Esta actitud descreída, que no concede ningún valor a la fe, se complementa con una posición moral también alejada de la ortodoxia, y que se expresa en máximas tan transparentes como la que sigue, expuesta en su paródico Sermó: "Seguesca el temps qui viure vol/ si no poria's trobar sol/ e menys d'argent" (Siga el tiempo quien quiera vivir/ si no podría encontrarse solo/ y sin dinero).
La primera obra de carácter humanista es la traducción del Griseldis de Petrarca, y resulta significativo que Metge prefiera la versión latina que recita Petrarca, "poeta laureat", al original italiano.

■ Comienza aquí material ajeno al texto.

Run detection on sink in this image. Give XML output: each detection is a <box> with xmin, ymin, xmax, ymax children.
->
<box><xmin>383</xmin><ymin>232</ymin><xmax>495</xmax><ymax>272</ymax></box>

Hacia 1395, inspirándose en el Secretum de Petrarca inicia la redacción de la Apologia, de la que sólo tenemos el fragmento inicial. Esta pieza constituye una gran novedad y una experiencia inédita en Europa, ya que se proponía construir un diálogo de naturaleza filosófica no en latín sino en vulgar. En lo poco conservado se constata algo tan propio de la nueva actitud intelectual como una cierta sensación de aislamiento ante el mundo, la crítica de la vulgaridad ambiental, el gusto por los libros y la compañía de los antiguos o un sentimiento de distinción intelectual.